Comment on attachment 8939416 [details] Bug 1426445: Add sanity check that worker uid/gid is 1000 in run-task; https://reviewboard.mozilla.org/r/209752/#review216386 I didn't implement this because a) it wasn't needed b) it is somewhat architecturally unpure (ideally we shouldn't have low-level details like the "worker" user/group embedded in run-task).
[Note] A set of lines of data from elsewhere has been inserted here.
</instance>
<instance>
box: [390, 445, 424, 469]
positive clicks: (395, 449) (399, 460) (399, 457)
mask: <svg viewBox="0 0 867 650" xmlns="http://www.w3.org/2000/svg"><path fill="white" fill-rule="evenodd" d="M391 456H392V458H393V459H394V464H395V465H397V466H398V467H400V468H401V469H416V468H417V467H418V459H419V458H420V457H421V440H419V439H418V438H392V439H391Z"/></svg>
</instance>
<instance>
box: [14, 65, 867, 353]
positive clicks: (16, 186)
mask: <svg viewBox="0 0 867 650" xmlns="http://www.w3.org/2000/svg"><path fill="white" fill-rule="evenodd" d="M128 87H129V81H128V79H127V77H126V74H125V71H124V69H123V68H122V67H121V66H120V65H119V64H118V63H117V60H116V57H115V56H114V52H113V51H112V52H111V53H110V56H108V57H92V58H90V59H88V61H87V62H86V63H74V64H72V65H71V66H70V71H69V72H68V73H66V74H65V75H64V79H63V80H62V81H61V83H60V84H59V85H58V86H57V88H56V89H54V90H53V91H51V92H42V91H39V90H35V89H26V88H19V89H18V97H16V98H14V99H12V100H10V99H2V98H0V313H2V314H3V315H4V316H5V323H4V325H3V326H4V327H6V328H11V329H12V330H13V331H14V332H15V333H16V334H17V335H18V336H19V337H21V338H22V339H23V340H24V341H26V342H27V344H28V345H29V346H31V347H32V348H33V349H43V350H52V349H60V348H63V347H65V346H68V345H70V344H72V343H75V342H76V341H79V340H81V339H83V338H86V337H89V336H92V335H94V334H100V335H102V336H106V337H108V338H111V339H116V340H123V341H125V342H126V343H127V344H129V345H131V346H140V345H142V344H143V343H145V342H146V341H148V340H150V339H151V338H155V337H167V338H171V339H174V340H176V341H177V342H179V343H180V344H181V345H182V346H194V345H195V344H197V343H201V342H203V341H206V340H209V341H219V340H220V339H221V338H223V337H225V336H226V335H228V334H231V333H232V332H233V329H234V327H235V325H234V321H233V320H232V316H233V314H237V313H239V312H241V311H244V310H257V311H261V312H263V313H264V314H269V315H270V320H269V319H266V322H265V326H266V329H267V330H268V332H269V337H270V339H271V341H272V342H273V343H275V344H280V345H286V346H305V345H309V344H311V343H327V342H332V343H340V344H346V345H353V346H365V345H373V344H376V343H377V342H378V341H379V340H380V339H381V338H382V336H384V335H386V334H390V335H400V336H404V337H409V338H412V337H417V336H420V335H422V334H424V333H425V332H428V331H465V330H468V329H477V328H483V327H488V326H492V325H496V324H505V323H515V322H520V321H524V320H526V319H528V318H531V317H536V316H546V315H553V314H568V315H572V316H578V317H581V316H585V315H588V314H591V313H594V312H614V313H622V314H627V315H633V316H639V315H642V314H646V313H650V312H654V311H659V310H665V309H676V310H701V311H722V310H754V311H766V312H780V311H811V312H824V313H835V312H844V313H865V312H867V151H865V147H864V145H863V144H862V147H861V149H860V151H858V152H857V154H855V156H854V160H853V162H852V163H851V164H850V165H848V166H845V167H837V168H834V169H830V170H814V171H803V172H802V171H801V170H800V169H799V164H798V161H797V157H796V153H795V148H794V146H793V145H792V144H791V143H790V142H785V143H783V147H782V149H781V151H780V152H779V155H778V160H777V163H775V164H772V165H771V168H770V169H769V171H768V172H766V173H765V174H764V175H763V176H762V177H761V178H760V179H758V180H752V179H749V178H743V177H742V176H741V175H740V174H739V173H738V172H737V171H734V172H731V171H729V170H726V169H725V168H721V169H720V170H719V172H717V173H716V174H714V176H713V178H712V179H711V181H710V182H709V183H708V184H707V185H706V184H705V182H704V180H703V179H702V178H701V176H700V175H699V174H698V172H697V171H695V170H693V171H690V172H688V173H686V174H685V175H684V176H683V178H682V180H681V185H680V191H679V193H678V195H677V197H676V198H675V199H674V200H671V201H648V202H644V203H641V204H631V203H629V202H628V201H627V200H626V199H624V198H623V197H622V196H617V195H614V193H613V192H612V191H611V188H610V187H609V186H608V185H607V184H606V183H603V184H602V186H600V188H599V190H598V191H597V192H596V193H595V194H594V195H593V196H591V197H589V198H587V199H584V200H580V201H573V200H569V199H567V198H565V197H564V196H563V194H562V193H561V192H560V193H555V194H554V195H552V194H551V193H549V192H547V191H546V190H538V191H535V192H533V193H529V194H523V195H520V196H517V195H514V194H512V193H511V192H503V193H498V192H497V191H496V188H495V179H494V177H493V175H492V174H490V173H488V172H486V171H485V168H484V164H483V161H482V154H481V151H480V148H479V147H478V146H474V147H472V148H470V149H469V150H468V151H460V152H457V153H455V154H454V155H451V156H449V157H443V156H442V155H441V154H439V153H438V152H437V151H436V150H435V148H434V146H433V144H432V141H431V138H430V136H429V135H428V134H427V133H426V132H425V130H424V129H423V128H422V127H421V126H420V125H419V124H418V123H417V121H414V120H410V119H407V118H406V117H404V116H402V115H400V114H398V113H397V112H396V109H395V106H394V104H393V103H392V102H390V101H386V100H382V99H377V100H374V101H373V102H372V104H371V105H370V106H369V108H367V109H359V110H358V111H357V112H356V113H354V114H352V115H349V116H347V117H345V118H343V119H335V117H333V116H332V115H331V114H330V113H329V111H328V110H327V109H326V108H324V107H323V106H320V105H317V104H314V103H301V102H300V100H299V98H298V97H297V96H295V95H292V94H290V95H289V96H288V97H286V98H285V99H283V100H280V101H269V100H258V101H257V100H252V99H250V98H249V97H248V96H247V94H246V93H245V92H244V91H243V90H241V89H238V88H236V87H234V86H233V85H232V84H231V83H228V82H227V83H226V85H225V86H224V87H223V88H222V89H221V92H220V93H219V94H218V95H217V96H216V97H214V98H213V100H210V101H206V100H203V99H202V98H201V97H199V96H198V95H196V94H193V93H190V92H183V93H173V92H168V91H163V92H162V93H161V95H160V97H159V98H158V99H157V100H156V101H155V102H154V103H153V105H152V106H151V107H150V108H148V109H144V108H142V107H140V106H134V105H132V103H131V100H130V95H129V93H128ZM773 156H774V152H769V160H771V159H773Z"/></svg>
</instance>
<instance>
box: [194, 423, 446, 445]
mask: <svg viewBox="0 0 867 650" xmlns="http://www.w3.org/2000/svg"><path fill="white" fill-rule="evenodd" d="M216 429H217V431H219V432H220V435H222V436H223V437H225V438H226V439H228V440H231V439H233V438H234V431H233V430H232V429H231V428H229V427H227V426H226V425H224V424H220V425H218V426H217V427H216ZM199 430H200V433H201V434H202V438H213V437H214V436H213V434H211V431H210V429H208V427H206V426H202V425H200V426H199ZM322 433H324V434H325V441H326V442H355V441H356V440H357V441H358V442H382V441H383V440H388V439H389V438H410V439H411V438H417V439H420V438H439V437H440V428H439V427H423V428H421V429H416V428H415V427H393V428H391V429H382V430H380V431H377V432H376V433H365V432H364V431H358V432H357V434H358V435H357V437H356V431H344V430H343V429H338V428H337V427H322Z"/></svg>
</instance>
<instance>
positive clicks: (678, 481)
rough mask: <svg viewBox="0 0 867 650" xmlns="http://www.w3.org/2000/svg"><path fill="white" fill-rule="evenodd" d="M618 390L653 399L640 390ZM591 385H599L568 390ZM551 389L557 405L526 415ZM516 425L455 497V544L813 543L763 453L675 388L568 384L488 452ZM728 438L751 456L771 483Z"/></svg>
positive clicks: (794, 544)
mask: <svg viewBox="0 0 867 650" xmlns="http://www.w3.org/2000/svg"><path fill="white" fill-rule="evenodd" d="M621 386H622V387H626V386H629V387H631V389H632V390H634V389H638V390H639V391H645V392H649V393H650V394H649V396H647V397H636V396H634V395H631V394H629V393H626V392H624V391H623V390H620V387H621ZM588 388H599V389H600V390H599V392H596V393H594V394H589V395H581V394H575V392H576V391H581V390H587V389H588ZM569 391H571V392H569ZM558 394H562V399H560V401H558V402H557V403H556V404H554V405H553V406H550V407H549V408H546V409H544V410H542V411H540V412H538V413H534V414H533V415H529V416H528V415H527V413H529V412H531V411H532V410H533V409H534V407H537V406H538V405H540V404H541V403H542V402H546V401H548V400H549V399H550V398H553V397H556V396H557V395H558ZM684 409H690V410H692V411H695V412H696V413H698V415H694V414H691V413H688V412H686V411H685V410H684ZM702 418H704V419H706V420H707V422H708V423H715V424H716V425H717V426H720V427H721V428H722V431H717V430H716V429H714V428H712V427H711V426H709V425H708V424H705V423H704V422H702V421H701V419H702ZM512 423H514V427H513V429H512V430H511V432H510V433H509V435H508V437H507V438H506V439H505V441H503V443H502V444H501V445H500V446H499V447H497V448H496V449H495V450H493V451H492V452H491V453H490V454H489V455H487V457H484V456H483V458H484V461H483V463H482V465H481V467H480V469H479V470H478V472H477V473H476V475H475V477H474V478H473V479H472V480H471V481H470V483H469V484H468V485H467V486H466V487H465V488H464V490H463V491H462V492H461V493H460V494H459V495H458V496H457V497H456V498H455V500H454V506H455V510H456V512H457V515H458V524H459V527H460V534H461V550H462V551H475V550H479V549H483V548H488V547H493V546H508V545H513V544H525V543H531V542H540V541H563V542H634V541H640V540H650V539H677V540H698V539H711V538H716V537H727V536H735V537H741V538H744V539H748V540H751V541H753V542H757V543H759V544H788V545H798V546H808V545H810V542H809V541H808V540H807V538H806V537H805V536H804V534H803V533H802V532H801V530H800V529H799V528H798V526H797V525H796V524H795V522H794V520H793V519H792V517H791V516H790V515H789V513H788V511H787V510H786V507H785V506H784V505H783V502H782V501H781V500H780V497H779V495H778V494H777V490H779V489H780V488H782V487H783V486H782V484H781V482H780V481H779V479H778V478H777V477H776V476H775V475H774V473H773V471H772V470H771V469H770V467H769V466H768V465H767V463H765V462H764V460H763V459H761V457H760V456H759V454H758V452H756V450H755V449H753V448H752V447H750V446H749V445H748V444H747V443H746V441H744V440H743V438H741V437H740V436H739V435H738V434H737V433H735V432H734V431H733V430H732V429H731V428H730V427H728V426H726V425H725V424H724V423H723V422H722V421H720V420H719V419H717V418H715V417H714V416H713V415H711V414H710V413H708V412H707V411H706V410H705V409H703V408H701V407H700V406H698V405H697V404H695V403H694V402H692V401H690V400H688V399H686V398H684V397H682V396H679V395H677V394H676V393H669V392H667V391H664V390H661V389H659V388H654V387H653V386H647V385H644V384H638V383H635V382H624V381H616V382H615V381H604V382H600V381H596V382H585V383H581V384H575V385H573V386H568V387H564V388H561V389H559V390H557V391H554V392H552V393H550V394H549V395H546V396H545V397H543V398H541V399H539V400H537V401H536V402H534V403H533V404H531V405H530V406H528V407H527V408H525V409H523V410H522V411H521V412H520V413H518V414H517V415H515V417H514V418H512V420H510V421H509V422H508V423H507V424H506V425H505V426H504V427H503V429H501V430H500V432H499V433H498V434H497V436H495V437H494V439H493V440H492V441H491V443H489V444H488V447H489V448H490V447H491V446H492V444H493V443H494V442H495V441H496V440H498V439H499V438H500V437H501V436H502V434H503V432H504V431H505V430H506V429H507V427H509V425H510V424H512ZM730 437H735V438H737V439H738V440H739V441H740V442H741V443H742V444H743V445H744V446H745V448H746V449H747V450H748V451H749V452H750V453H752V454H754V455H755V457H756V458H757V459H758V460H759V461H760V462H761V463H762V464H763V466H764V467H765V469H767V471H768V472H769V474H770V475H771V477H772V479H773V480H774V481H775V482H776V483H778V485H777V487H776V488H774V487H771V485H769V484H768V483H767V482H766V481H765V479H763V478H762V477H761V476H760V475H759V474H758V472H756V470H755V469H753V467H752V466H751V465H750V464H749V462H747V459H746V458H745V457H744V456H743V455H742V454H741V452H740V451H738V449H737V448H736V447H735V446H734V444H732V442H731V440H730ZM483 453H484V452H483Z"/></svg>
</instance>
But cache poisoning can cause major headaches and run-task is [currently] Firefox centric, so I'm OK with teaching run-task about the "worker" user and group so we can fail faster and not poison caches in the process.

Pushed by gszorc@mozilla.com: https://hg.mozilla.org/integration/autoland/rev/15a9e149f2db Add sanity check that worker uid/gid is 1000 in run-task; r=dustin,gps

Backout by gszorc@mozilla.com: https://hg.mozilla.org/integration/autoland/rev/a77c974e4c75 Backed out changeset 15a9e149f2db for build bustage

Comment on attachment 8942814 [details] Bug 1426445: Purge task caches, when an incompatible cache is found; r=gps Gregory Szorc [:gps] has approved the revision. https://phabricator.services.mozilla.com/D395#9589

Note that this won't show up on try, as incorrect permissions are ignored there.

Pushed by mozilla@hocat.ca: https://hg.mozilla.org/integration/mozilla-inbound/rev/69b3883f83a4 Purge task caches, when an incompatible cache is found; r=gps

Comment on attachment 8939416 [details] Bug 1426445: Add sanity check that worker uid/gid is 1000 in run-task; https://reviewboard.mozilla.org/r/209752/#review224688 I'm fine with doing this and with the value 1000:1000. However, unless I'm not seeing a patch that has landed already, debian-base is still using 500:500. Also, when switching to 1000:1000, I prefer we bump the cache key to force a new cache. Otherwise we'll just incur cache eviction on the VCS cache, since it is shared across repos.

Comment on attachment 8939416 [details] Bug 1426445: Add sanity check that worker uid/gid is 1000 in run-task; https://reviewboard.mozilla.org/r/209752/#review224694 Ship it!

Pushed by gszorc@mozilla.com: https://hg.mozilla.org/integration/autoland/rev/ac157b31db6e Add sanity check that worker uid/gid is 1000 in run-task; r=dustin,gps

I think this is adequately protected against now.